Because each individual aquaporin moves a relatively small amount of water, cells that need high water flow pack their membranes densely, sometimes reaching 10,000 aquaporin channels per square micron of membrane surface. Your body expresses about a dozen types of aquaporins, concentrated in tissues where rapid water transport is essential: kidney tubules, salivary glands, the lining of the lungs, the eye’s cornea and lens, and the digestive tract. They also appear in less obvious places like red blood cells, fat cells, and the supportive cells of the brain and spinal cord.
Osmosis in Your Kidneys
Your kidneys are one of the most osmosis-dependent organs in the body. Every day, they filter a massive volume of fluid from your blood, then reclaim most of the water before it reaches the bladder. About 70% of filtered water is reabsorbed in the first stretch of the kidney’s filtering tubes (the proximal tubule), and another 20% is recovered in a deeper loop-shaped section called the thin descending limb of Henle.
This descending limb is impermeable to dissolved salts but highly permeable to water. As filtered fluid passes through it, the surrounding kidney tissue has a progressively higher concentration of solutes, creating an osmotic gradient that pulls water out of the tube and back into the body. This gradient is generated and maintained by a counter-current system that concentrates salts in the tissue around the loop. The result is that urine becomes more concentrated as it moves deeper into the kidney, and the body conserves water without needing to actively pump it.
How Osmosis Keeps Plants Upright
Plants rely on osmosis for their structural support in a way that animals don’t. When a plant cell absorbs water by osmosis, the expanding water pushes the cell membrane outward against the rigid cell wall. This internal pressure, called turgor pressure, is what makes plant tissue feel firm and keeps stems, leaves, and petals from drooping.
Turgor pressure serves two roles. At the level of individual cells, it stretches the cell wall and is thought to be the primary force driving cell growth. At the tissue level, the combined pressure from millions of turgid cells gives the plant its shape and structural strength. The outermost layer of cells bears the most mechanical stress, acting like a pressurized skin that holds the internal tissue together. When water is scarce and cells lose turgor, the tissue softens and the plant wilts.
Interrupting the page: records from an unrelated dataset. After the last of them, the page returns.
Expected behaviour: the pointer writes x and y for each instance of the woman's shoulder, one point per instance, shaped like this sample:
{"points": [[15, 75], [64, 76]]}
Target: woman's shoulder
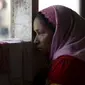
{"points": [[67, 68]]}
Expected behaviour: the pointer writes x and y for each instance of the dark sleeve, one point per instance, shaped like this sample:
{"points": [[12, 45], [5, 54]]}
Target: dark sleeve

This is why a dehydrated houseplant droops but perks back up within hours of watering: the cells rapidly regain water through osmosis and re-pressurize.
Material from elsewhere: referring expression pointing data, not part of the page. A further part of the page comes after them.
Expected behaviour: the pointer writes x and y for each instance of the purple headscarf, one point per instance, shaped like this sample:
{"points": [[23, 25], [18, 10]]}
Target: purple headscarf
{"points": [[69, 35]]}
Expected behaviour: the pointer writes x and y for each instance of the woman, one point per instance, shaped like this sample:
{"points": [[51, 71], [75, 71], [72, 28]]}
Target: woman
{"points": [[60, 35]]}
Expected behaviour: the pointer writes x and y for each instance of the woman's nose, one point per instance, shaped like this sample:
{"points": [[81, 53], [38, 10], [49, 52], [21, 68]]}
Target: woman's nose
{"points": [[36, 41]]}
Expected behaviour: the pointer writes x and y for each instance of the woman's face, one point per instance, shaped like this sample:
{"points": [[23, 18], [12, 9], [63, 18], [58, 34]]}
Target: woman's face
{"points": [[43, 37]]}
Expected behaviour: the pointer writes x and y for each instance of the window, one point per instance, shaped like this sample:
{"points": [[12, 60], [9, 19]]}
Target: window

Reverse Osmosis: Working Against the Flow
Osmosis naturally moves water toward higher solute concentrations, but applying enough external pressure can force it in the opposite direction. This is the basis of reverse osmosis, used widely in water purification and desalination. By pushing saltwater against a semi-permeable membrane at high pressure, pure water is forced through while salts and contaminants are left behind.
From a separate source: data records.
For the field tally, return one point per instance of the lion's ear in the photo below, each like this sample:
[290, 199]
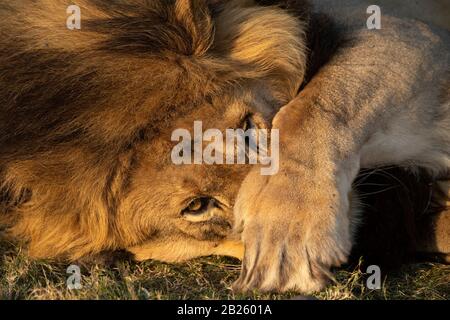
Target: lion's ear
[269, 40]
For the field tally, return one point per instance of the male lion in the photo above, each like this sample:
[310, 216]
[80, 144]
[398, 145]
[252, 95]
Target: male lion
[87, 115]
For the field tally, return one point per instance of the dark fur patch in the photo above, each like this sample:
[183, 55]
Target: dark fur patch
[398, 208]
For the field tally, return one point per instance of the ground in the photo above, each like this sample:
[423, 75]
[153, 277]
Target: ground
[208, 278]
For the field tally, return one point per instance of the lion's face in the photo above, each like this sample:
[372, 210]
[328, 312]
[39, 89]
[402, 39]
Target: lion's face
[184, 211]
[88, 115]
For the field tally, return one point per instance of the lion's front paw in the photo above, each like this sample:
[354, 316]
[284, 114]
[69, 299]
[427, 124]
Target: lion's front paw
[290, 241]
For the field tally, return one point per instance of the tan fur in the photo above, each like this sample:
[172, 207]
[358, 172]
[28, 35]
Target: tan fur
[87, 115]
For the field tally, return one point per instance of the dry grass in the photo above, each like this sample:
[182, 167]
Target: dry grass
[207, 278]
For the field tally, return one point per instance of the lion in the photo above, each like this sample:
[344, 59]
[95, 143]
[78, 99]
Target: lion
[87, 116]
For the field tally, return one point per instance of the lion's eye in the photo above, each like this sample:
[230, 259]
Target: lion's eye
[198, 206]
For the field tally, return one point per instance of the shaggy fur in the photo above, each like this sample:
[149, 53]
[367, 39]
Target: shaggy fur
[86, 116]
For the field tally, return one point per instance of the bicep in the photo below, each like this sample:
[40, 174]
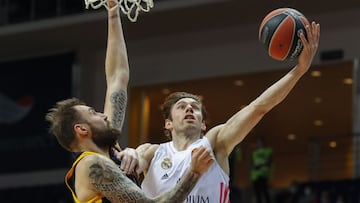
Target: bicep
[115, 107]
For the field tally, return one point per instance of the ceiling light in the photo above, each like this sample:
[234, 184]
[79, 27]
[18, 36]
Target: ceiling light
[347, 81]
[332, 144]
[316, 73]
[238, 83]
[317, 100]
[165, 91]
[291, 136]
[318, 122]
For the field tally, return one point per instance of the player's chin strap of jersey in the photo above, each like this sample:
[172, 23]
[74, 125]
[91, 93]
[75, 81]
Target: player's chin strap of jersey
[113, 151]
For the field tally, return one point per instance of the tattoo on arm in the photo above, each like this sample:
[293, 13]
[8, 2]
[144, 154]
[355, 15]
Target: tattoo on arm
[119, 101]
[107, 179]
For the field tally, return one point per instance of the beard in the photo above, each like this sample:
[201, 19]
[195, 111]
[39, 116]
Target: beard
[105, 138]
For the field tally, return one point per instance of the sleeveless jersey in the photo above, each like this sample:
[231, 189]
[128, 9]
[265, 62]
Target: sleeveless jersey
[169, 165]
[69, 180]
The pressure required depends on how salty the source water is. Brackish (mildly salty) water requires 15 to 30 bar of pressure, while seawater desalination demands 55 to 70 bar, roughly 55 to 70 times normal atmospheric pressure. That high pressure is needed to overcome the natural osmotic pressure of seawater, which would otherwise pull water back toward the salt. The same principle operates in household reverse osmosis filters for drinking water, though at much lower pressures since tap water has far fewer dissolved solids than seawater.